Разговор прервало появление врача, за которым послал Пирс. Пока тот осматривал поврежденную руку Вейла, Мэри поднялась наверх, в отведенную ей комнату, куда по требованию Пирса уже принесли ее саквояж. Пирс вновь сумел предусмотреть все до мелочей. Разложив мокрую одежду перед камином, Мэри легла в ванну с горячей водой. В ушах у нее непрестанно звучали слова Пирса: «Заставьте его рассказать правду».
Вечерняя суета на постоялом дворе давно утихла, путники погрузились в блаженный сон, но, несмотря на усталость, Мэри никак не удавалось уснуть. Она долго сидела перед камином, расчесывая спутанные ветром волосы и размышляя о случившемся.
Нику давно пора рассказать ей всю правду. Завтра они отправятся в Шотландию, вскоре Ник встретится с сыном, а между ним и Мэри осталось еще слишком много недосказанного. Джон Пирс сделал все, что мог. Остальное Мэри должна была узнать у человека, спящего в соседней комнате.
Ждать утра бессмысленно: назавтра они вновь окажутся в кругу посторонних людей. И Мэри направилась в соседнюю комнату, которую занимал ее муж.
Вейлу тоже не спалось: слишком много мыслей теснилось в голове. Он сидел у огня, глядя на пламя. На стенах комнаты плясал алый отблеск. Услышав негромкий скрип двери, герцог поднял голову и увидел Мэри. В нерешительности она застыла на пороге.
Вейл удивленно поднял брови, не понимая, сон это или явь. Мэри шагнула в комнату, закрыла за собой дверь, на миг исчезла в полосе тени, а потом снова появилась перед ним. Ее ночную рубашку приподнимали упругие груди, темные волосы разметались по плечам, как шелковые ленты, контрастирующие с нежной белизной кожи. Не в силах вымолвить ни слова, Вейл смотрел, как она опустилась перед ним на колени. Оба долго молчали. Наконец Мэри положила ладонь на колено Ника, и он вздрогнул, точно от ожога. Мэри подняла голову и улыбнулась. В мягком отблеске света от огня ее лицо казалось таким прекрасным, как семь лет назад, когда Ник был без памяти влюблен в нее. Но с тех пор прошла целая вечность...
– Расскажи обо всем, – попросила она. – Объясни, в чем дело. Я должна понять, почему ты не приехал за мной.
Минуту Ник боролся с желанием подхватить ладонью тяжелую волну ее волос и наконец не выдержал. Он долго перебирал пальцами мягкие кудри, любуясь игрой света и тени, затем медленно склонился к ее губам, давая Мэри возможность отстраниться.
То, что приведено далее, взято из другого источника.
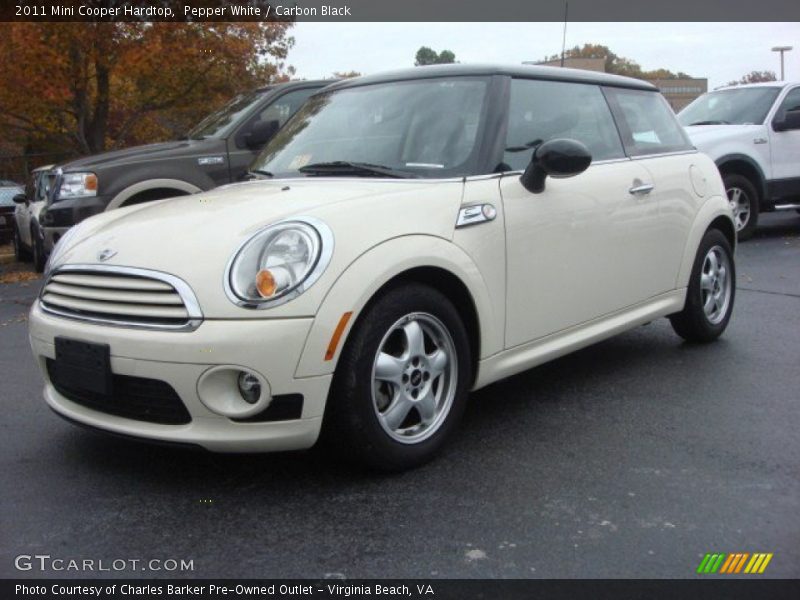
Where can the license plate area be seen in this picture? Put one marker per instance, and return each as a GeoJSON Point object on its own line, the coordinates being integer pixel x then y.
{"type": "Point", "coordinates": [83, 365]}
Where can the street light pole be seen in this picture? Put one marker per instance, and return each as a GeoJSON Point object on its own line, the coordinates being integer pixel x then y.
{"type": "Point", "coordinates": [781, 49]}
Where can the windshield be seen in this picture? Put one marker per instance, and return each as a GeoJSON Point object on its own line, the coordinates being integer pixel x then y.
{"type": "Point", "coordinates": [219, 123]}
{"type": "Point", "coordinates": [745, 106]}
{"type": "Point", "coordinates": [422, 128]}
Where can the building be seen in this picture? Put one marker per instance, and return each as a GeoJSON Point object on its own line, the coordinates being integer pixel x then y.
{"type": "Point", "coordinates": [678, 92]}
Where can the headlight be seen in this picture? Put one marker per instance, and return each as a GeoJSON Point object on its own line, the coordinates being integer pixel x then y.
{"type": "Point", "coordinates": [279, 263]}
{"type": "Point", "coordinates": [77, 185]}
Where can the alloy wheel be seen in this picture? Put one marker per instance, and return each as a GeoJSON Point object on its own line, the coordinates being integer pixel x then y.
{"type": "Point", "coordinates": [414, 378]}
{"type": "Point", "coordinates": [715, 284]}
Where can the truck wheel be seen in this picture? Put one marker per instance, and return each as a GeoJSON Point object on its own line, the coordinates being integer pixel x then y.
{"type": "Point", "coordinates": [743, 199]}
{"type": "Point", "coordinates": [402, 380]}
{"type": "Point", "coordinates": [711, 291]}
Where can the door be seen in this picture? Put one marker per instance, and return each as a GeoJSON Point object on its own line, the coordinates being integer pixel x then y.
{"type": "Point", "coordinates": [786, 144]}
{"type": "Point", "coordinates": [583, 247]}
{"type": "Point", "coordinates": [275, 113]}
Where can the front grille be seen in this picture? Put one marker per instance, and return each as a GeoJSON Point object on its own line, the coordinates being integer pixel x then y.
{"type": "Point", "coordinates": [122, 296]}
{"type": "Point", "coordinates": [135, 398]}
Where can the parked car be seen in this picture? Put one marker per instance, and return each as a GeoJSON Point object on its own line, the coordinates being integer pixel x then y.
{"type": "Point", "coordinates": [415, 235]}
{"type": "Point", "coordinates": [753, 134]}
{"type": "Point", "coordinates": [7, 194]}
{"type": "Point", "coordinates": [28, 234]}
{"type": "Point", "coordinates": [218, 150]}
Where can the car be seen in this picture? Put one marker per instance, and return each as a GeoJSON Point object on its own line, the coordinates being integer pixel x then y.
{"type": "Point", "coordinates": [7, 194]}
{"type": "Point", "coordinates": [216, 151]}
{"type": "Point", "coordinates": [28, 235]}
{"type": "Point", "coordinates": [753, 134]}
{"type": "Point", "coordinates": [413, 236]}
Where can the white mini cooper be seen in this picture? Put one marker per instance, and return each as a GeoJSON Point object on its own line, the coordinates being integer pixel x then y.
{"type": "Point", "coordinates": [411, 236]}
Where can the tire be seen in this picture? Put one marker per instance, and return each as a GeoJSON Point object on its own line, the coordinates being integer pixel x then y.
{"type": "Point", "coordinates": [743, 198]}
{"type": "Point", "coordinates": [20, 253]}
{"type": "Point", "coordinates": [711, 291]}
{"type": "Point", "coordinates": [37, 252]}
{"type": "Point", "coordinates": [428, 375]}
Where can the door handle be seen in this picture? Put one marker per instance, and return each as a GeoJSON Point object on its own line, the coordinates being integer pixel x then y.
{"type": "Point", "coordinates": [642, 188]}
Но она не отпрянула, только длинные ресницы чуть дрогнули, прикрывая глаза. Прервав поцелуй, Ник взглянул в синие глаза и прочел в них то же желание, которое сразило его семь лет назад. Скользя взглядом по ее лицу, Ник блаженно впитывал изящные очертания скул, красоту длинных ресниц, нежность кожи, изгиб чувственных губ. Он не видел красноречивых следов времени: для него Мэри по-прежнему оставалась юной девушкой.
Мэри робко улыбнулась, в ее глазах поблескивали непролитые слезы. Протянув руку, она прикоснулась к щеке Ника, понимая, что ответы, которых она требовала, уже не нужны. Ее пальцы заскользили по шее, спустились чуть ниже, к шраму, оставленному пулей Трейвика. Она ощущала под кожей упругие мускулы, коснулась маленького коричневого соска, провела указательным пальцем по едва заметной ложбинке на груди. Вейл вдруг крепко сжал ее руку, и Мэри испуганно вскинула голову.
– Что случилось? – прошептала она. – В чем дело?
Внезапно он поднялся, словно собираясь уйти. Мэри охватил страх. Ник поставил ее на ноги, чувствуя, как дрожат пальцы Мэри, усадил ее на край кровати. Она ждала, но вместо того, чтобы сесть рядом, Ник подошел к камину. Черты его лица заметно затвердели, на щеке задергался мускул. С трудом действуя одной рукой – вторая висела на перевязи, – Ник сбросил халат. Мэри, которая собиралась спросить, что сказал врач про руку, замерла: Ник стоял перед ней совершенно обнаженный. Ее взгляд заскользил от упавшего на пол халата вверх по его телу. Даже в неярком свете камина зрелище, представшее ее глазам, оказалось ужасным. Ниже пояса все тело Ника было испещрено шрамами. Самый глубокий из них виднелся на правом бедре. Остальные покрывали кожу почти сплошь – на обеих ногах, даже на...
Она не удержалась и ахнула. Семь лет назад, на поляне, она видела его тело – молодым, сильным и безупречно прекрасным. Эти шрамы оставила на нем битва при Ватерлоо. Он пострадал, спасая барабанщика! В то лето Ник был тяжело ранен, а Мэри даже не подозревала об этом.
– Я не знала... – прошептала она. – Отец не сказал мне, что ты был ранен. Но почему? Почему?
– Этого не знал никто. Никто даже не догадывался – я прятал шрамы под одеждой. Врачи сказали Веллингтону, что я обречен. Не знаю, что он написал моим родным, но... торопясь прийти ко мне на помощь, Чарлз и отец решили переплыть пролив в шторм, их яхта перевернулась...
– Ник, мне так жаль... – прошептала она.
– Возможно, отец вез мне кольцо, которое я оставил тебе. Но клянусь, Мэри, я не получал от него никаких писем! Я ничего не знал. Может, он медлил потому, что... – Ник замолчал, вспоминая то, что на протяжении многих лет старался забыть.
Поначалу врачи не знали, выживет ли он, а потом, когда раненый постепенно начал приходить в себя, сошлись во мнении, что он навсегда останется бездетным. Тогда Ник думал только о Мэри – его терзали чувства горечи и вины. Он понимал, что не сумеет стать ей достойным мужем.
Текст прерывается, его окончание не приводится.